# Tips on generating more smoke



## craig3160 (Mar 3, 2017)

I'm totally new to smoking meat.  I bought a Masterbuilt/Cabelas 7 in 1 electric bullett smoker.  I cannot seem to get much smoke at all.  I added two handfuls of wood chips, turned the heat up all the way for roughly 45mins to an hour, and it appeared to start smoking a bit.  I turned the temp down to roughly 200F and put the food on.  Afterwards nearly none of the chips has burned up and no smoke flavor.  I'm wondering if I mistook the steam for smoke.  Thoughts?


----------



## crazzycajun (Mar 3, 2017)

Never used that smoker did you soak your chips if you did please stop. You may have to take a look at Amazn smoker to get smoke at those lower temps


----------



## seenred (Mar 3, 2017)

Hello Craig,

First off, welcome to the forums!  Thumbs Up

I'm not familiar with your rig, but if the chips were unburned and didn't produce any smoke, it's because they didn't get hot enough to combust.  They have to be close enough to the heat and get hot enough to smolder, which will make smoke.

Need more information about your setup to really offer any useable advice:

What kind of container are you placing the chips in?
How close is the chip container to the heat source?
Have you verified your smoker temperature with an accurate, independent thermometer?  (Often, the factory thermometers in box store smokers are wildly inaccurate...which means you may not be cooking as hot as you think you are)
Are you soaking the chips before putting them in the smoker?  (Agree with crazzycajun, soaking chips is a waste of time...the water must evaporate before combustion will begin to make smoke)
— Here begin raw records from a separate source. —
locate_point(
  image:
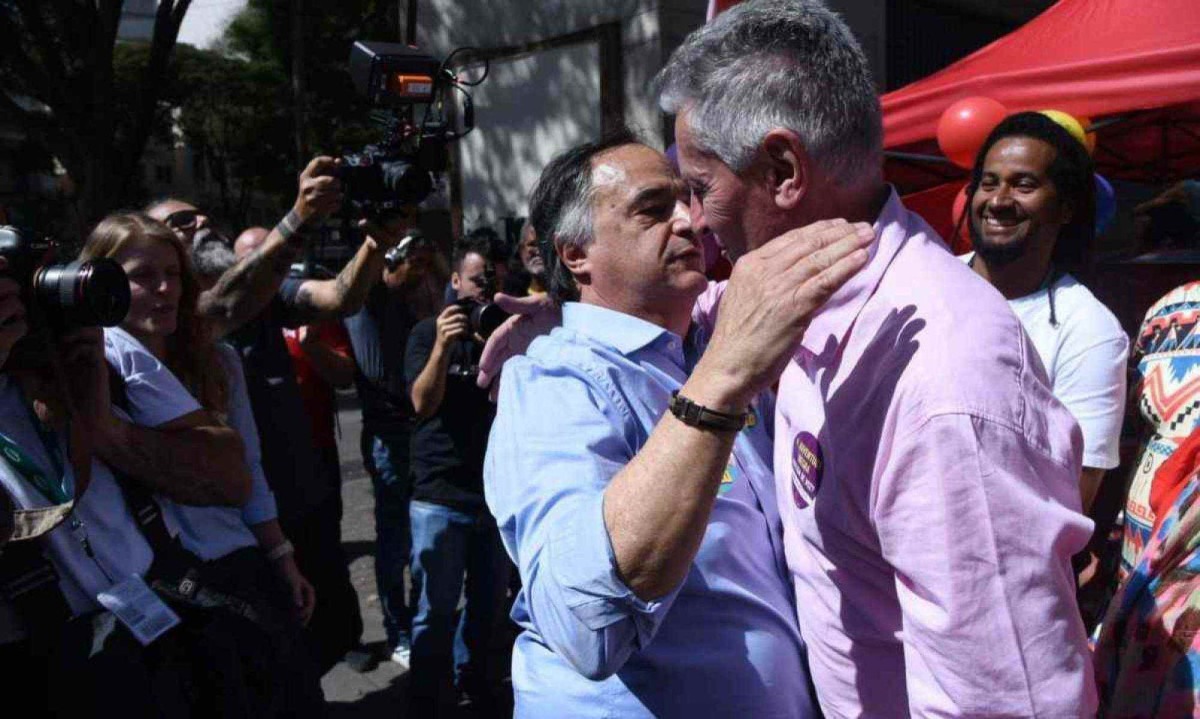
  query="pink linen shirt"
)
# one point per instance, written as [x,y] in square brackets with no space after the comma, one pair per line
[929,490]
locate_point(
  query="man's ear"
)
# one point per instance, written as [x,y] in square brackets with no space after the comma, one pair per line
[575,259]
[786,167]
[1068,211]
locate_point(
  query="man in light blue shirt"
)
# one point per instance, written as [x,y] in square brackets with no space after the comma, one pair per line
[649,544]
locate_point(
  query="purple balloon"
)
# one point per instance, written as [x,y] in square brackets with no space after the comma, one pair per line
[1105,204]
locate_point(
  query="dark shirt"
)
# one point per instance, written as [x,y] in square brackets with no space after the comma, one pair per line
[283,430]
[379,336]
[449,445]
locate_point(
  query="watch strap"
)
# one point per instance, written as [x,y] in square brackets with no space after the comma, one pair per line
[699,415]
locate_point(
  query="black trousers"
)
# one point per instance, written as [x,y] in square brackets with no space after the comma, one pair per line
[336,624]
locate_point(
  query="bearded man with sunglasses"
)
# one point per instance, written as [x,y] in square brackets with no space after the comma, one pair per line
[250,299]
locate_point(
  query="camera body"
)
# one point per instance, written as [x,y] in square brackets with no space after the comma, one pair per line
[483,318]
[395,173]
[402,251]
[58,297]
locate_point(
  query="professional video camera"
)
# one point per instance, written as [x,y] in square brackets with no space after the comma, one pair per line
[59,297]
[396,79]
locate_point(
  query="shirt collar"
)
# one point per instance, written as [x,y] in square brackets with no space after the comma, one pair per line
[833,318]
[624,333]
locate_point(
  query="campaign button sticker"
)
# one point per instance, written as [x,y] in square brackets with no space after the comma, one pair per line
[729,478]
[807,467]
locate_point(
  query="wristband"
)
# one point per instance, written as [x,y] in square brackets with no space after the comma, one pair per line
[281,550]
[699,415]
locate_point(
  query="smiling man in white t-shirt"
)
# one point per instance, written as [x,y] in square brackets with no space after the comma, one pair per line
[1032,208]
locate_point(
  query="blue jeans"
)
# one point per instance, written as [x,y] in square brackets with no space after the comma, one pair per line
[448,543]
[385,456]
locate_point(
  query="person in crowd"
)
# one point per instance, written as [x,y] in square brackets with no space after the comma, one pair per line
[409,292]
[323,363]
[1150,642]
[498,255]
[250,300]
[527,270]
[636,502]
[451,529]
[1167,395]
[907,501]
[1032,219]
[174,372]
[95,598]
[923,467]
[46,462]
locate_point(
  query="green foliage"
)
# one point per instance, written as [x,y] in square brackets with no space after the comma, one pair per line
[336,119]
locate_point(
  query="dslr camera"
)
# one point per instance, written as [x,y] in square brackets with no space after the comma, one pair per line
[60,297]
[397,79]
[483,316]
[403,250]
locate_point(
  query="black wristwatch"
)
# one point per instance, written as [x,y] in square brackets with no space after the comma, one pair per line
[699,415]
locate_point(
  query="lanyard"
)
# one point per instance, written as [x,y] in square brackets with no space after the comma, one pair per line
[57,492]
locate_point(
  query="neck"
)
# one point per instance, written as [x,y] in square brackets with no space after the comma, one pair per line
[155,343]
[862,202]
[673,316]
[1015,279]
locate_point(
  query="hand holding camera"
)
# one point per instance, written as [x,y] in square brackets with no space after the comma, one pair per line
[321,191]
[454,324]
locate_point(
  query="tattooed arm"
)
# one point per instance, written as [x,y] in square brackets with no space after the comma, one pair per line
[193,460]
[246,288]
[321,300]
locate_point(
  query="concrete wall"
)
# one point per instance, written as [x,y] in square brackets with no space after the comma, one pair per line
[528,109]
[540,102]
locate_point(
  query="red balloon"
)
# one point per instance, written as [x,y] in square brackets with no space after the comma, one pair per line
[965,125]
[960,243]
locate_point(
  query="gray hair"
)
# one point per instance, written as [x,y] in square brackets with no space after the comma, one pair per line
[768,64]
[561,208]
[211,255]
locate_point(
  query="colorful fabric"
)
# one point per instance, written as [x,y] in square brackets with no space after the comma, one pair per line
[1168,394]
[1147,659]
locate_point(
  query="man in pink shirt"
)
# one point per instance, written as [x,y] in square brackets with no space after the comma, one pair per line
[927,478]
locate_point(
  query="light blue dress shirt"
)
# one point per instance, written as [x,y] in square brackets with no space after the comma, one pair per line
[573,412]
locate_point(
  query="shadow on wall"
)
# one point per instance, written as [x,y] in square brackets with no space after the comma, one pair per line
[527,111]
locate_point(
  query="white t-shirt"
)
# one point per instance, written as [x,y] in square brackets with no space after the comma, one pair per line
[1085,355]
[103,519]
[155,397]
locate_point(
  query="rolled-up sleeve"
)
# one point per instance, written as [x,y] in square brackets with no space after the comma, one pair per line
[979,526]
[558,439]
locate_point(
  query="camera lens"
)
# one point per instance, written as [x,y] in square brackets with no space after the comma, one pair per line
[93,293]
[485,318]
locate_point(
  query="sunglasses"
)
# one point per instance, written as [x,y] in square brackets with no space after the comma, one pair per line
[181,219]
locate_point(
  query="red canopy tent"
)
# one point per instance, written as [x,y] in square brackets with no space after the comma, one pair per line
[1132,66]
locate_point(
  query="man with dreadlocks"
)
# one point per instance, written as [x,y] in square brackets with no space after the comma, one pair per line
[1032,208]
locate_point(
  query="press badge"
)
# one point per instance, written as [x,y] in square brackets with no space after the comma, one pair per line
[139,609]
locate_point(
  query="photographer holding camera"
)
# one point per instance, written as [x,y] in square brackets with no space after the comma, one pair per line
[451,527]
[249,299]
[93,583]
[409,292]
[51,586]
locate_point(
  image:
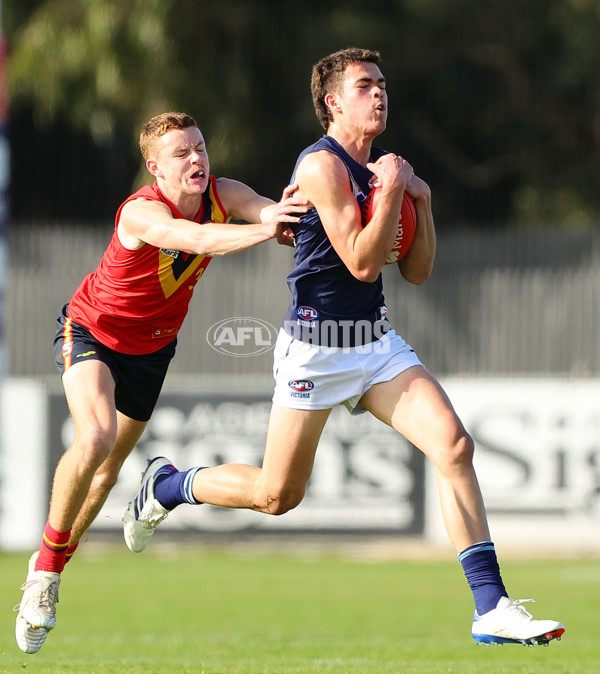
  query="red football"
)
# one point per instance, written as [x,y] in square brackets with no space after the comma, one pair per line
[406,225]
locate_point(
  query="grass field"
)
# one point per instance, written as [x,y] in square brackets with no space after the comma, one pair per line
[185,610]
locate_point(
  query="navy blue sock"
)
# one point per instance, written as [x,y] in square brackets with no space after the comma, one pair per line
[483,575]
[175,487]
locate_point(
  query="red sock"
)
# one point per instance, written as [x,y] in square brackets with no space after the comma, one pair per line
[53,550]
[70,550]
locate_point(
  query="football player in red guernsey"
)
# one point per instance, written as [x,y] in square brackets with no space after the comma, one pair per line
[118,333]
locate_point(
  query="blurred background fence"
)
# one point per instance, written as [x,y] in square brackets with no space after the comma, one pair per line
[503,302]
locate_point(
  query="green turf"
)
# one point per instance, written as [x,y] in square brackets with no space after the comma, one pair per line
[215,611]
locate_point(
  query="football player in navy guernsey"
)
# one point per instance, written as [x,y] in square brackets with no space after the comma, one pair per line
[337,347]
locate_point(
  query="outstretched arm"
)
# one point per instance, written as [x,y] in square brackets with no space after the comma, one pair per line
[143,221]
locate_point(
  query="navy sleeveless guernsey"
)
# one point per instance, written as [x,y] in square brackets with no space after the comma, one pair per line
[330,307]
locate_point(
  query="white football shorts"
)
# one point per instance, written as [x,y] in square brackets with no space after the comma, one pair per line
[312,377]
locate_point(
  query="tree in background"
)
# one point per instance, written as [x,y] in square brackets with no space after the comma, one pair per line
[496,104]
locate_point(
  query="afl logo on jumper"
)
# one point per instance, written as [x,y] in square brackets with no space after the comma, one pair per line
[307,313]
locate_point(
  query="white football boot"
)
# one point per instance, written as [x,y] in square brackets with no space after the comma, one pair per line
[511,623]
[144,513]
[37,610]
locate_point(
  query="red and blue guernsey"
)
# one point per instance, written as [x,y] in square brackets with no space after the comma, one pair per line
[329,305]
[136,300]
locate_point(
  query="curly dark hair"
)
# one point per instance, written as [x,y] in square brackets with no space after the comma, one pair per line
[328,74]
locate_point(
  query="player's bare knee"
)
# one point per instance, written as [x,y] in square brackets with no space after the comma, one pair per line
[457,454]
[104,480]
[280,503]
[94,445]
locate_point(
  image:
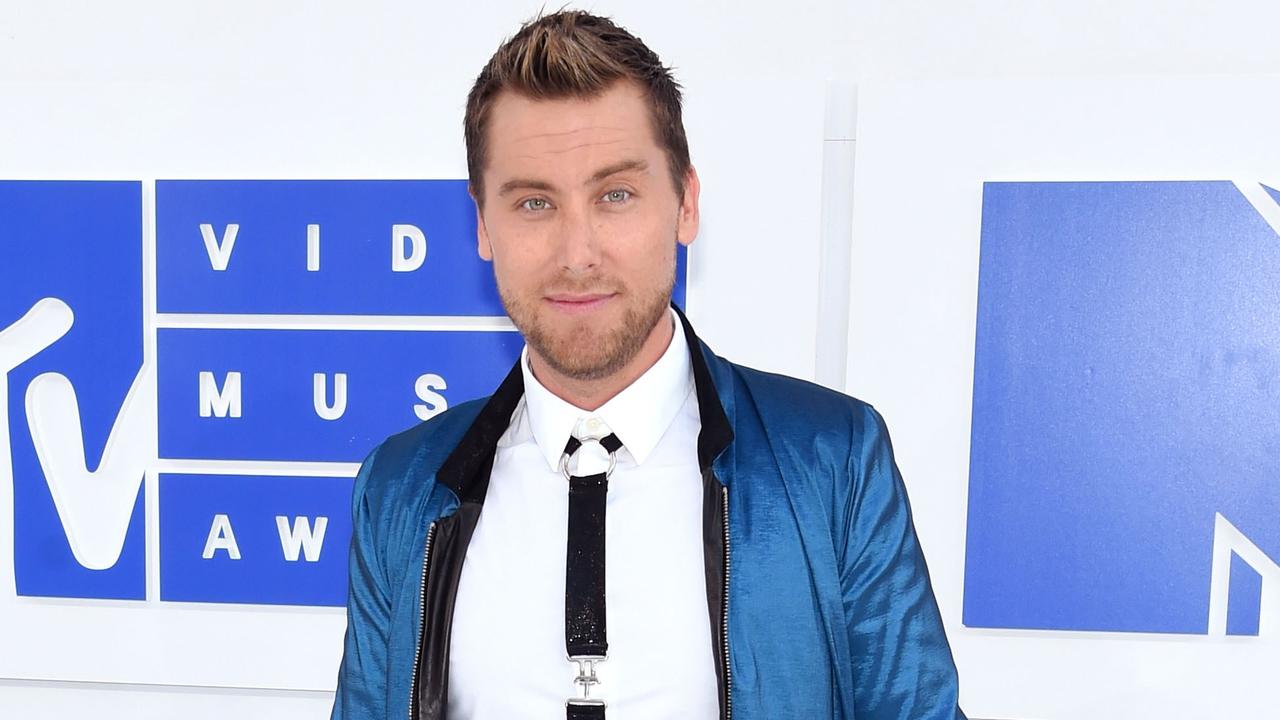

Lastly, even if the pit temp is accurate, 200 may not be hot enough to allow your chips to smolder...you might try cooking at a temp of 225-250.  

Also agree that an A-Maze-N Smoker might solve most of your problems...something to think about.

Red


----------



## joe black (Mar 3, 2017)

Welcome from SC.  It's good to have you on this great site.  I am a stick burner so smoke is a natural by-product of my cook.  I don't know anything about your smoker, but someone will be around shortly who can help you. 

Good luck and good smoking,   Joe.    :grilling_smilie:


----------



## SmokinAl (Mar 4, 2017)

Welcome to SMF!

This is what most of the guys with electrics use for more smoke.

http://www.amazenproducts.com/

Al


----------



## johnnie walker (Mar 4, 2017)

Craig welcome to the site.

I have an Masterbuilt Electric Smoker and I have one of the amaze-n -smokers. That will solve the majority of your problems.

If you're the handy type there's always You tube.

But like was mentioned above check your door thermometer against one you can calibrate in boiling water that way you know for sure how hot you are running!

Good luck and let us see some of the great food we're sure you'll be turning out soon !


----------



## GaryHibbert (Mar 4, 2017)

I agree with what has been said so far, but I'm guessing that its the smoker temperature causing the problem.  After you check the temp with a tested therm, I'm thinking you'll find your temp was way too low.

I use the Amazn pellet tray in my MES 30 and found it makes a huge difference in quality and quantity of smoke.

Gary


----------



## sauced (Mar 5, 2017)

GaryHibbert said:


> I agree with what has been said so far, but I'm guessing that its the smoker temperature causing the problem.  After you check the temp with a tested therm, I'm thinking you'll find your temp was way too low.
> 
> 
> 
> ...



I agree....


----------